Stanford scientist wins Nobel for revealing RNA in action

Chemistry prize goes to man whose father won 1959 Nobel for medicine

October 05, 2006|By Thomas H. Maugh II and Denise Gellene | Thomas H. Maugh II and Denise Gellene,Los Angeles Times

For 12-year-old Roger Kornberg, it was just an annoying commotion in the middle of the night.

He had been roused from sleep with the news that his father Arthur, a Stanford University professor, had just won the 1959 Nobel Prize in Physiology or Medicine.

Yesterday, it was his turn to wake his father in the middle of the night. Kornberg, like his father a faculty member of the Stanford University School of Medicine, won the 2006 Nobel Prize in Chemistry.

"I was simply stunned; there are no other words," said the 59-year-old scientist of the 2:30 a.m. call from Sweden informing him that he was the sole recipient of the $1.37 million prize. "This is not something you plan on, not something that motivates you."
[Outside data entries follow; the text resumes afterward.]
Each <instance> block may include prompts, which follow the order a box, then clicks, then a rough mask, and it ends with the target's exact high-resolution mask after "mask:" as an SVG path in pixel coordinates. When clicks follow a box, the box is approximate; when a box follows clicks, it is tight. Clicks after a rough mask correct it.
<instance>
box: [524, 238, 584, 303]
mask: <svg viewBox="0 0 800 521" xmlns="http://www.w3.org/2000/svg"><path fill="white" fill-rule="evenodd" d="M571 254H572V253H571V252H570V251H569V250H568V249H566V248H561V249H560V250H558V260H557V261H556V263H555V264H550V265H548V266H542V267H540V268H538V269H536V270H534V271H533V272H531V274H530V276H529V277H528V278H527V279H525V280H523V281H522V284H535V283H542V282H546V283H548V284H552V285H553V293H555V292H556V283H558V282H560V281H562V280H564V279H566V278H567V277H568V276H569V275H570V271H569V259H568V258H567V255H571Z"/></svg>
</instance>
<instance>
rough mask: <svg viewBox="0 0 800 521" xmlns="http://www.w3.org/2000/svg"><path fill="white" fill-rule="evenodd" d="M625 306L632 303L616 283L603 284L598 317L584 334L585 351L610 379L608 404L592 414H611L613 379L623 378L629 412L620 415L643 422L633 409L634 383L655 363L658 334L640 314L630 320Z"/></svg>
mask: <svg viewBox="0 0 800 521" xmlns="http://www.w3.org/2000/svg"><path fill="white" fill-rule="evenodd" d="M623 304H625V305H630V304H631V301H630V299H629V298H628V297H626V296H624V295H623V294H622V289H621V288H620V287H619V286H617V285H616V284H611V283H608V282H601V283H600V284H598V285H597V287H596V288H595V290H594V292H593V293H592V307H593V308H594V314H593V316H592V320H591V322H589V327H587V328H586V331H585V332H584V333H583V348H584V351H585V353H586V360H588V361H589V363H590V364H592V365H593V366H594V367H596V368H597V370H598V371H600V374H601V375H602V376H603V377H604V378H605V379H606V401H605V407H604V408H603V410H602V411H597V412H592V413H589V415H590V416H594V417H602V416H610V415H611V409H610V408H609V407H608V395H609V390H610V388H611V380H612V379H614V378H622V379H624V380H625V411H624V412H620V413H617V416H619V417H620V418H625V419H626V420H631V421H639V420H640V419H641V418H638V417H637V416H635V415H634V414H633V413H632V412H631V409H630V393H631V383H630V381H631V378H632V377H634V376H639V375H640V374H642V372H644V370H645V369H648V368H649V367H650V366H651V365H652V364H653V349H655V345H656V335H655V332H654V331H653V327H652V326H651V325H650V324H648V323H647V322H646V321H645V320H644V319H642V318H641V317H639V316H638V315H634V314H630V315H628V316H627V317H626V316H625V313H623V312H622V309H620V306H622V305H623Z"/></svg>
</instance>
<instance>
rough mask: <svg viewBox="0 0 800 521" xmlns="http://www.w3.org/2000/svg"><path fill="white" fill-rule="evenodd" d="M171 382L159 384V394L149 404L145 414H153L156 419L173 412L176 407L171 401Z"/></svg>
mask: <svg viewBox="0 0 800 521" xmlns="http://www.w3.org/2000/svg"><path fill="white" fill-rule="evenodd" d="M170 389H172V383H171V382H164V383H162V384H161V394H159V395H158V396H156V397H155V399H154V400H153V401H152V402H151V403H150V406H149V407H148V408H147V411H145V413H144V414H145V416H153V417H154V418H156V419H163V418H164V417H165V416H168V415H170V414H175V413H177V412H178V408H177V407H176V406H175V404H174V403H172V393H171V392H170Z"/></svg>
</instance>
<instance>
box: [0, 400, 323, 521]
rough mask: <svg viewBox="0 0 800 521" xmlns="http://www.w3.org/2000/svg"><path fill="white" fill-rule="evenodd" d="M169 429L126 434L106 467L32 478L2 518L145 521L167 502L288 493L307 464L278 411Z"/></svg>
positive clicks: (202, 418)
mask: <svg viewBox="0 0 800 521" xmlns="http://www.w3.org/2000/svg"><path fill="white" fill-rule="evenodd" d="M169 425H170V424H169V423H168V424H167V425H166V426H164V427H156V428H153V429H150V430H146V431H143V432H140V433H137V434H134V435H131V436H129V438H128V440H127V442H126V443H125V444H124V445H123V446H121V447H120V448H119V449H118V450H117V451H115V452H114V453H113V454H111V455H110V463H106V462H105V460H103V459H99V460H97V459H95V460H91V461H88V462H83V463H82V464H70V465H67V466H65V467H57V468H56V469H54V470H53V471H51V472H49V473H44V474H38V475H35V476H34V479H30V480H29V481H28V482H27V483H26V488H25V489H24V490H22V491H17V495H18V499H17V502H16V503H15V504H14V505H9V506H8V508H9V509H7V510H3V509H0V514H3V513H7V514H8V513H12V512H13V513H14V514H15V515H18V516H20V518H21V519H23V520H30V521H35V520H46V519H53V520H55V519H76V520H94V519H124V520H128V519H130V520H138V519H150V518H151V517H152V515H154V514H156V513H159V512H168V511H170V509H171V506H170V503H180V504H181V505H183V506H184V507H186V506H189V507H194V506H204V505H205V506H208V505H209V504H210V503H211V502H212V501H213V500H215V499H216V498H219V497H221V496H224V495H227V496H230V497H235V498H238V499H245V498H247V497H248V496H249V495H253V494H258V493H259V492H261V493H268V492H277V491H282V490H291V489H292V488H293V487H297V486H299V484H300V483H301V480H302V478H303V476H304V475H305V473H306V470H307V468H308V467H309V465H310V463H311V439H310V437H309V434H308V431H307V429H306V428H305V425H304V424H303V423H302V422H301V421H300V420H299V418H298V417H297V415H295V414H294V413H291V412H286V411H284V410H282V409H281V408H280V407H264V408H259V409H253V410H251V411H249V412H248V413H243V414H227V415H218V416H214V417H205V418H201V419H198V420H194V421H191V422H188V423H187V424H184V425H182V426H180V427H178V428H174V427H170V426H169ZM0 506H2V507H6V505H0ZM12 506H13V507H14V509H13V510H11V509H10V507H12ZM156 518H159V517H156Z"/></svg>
Kornberg father and son represent that rare confluence of genes and environment that endows a particular family with scientific insight and creativity.

"I've been waiting for this event for a long time," said his father, now 88. "I'm grateful that I was still around when it happened."

In the 105 years that the prizes have been awarded, the pair represents the sixth time that a father and son have both won Nobel Prizes.

Although the two Kornbergs won their prizes in different categories, their work was related.

Dr. Arthur Kornberg shared the 1959 prize with Severo Ochoa of New York University for their work on how genetic information is transferred from one strand of DNA to another during cellular replication.

Roger Kornberg won for his work illuminating the process in which genetic information in cells is translated into the proteins that control cellular structure and function.

Kornberg "was the first to create an actual picture of this process at the molecular level," reads the Nobel citation. That allowed scientists to study each atom involved in the complex process and to deduce precisely how it is carried out.

The award was "fantastically well-deserved," said Jeremy Berg, director of the National Institute of General Medical Sciences.

Arthur Kornberg was born in Brooklyn in 1918, a son of Polish immigrants. His father ran a sewing machine for 30 years until his health failed, when he opened a small hardware store in the city.

Kornberg worked at the National Institutes of Health and Washington University in St. Louis before being recruited by Stanford in 1959 to organize the department of biochemistry.

Even when Arthur Kornberg's children were young, it was clear that they were different. Arthur's wife, Sylvy Ruth Levy, was also a noted biochemist who had assisted Arthur in his prize-winning research.

"The Kornbergs were legendary way back then," said Berg, who grew up in the same Stanford neighborhood. "They read The Cat in the Hat, then Biochemistry 101."

Roger Kornberg said his interest in science developed long before his father's prize. But it is clear that the fascination with the natural world was fostered at home.

For more than 30 years, Kornberg has been studying a process known as transcription, in which genetic information contained in DNA in a cell's nucleus is translated into messenger RNA. The messenger RNA then carries the information into the main body of the cell, where it is used as a template by protein-making machinery.

Transcription is crucial not only in keeping each cell alive, but also in determining which of the 30,000 genes in every human cell will be used and thus whether a cell will become a muscle cell, a nerve fiber or any of the myriad other types required by a complex organism.

The transcription process is carried out by an enzyme called RNA polymerase.

When Kornberg began his work, Berg said, most researchers thought the idea of obtaining a picture of RNA polymerase was foolish at best. Kornberg agreed.

"It was obviously impossible," he said. "The means did not exist. It was not available in a form suitable for study. Even if it could be put in that form, the amount available was woefully inadequate for that purpose. And the methods for such study were equally inadequate."

But Kornberg persisted, gradually assembling the RNA polymerase crystals needed for the study as advances in computer processing and X-ray crystallography imaging were made by others.

For 10 years, he had no publishable results -- which might have destroyed his career were it not for the early promise he had shown.

But in 2001, he and his colleagues published the first molecular snapshot of RNA polymerase in action.

"In an ingenious manner, Kornberg has managed to freeze the construction process of RNA halfway through," the Nobel committee said. Capturing the enzyme in action was "truly revolutionary," they said.

Thomas H. Maugh II and Denise Gellene write for the Los Angeles Times.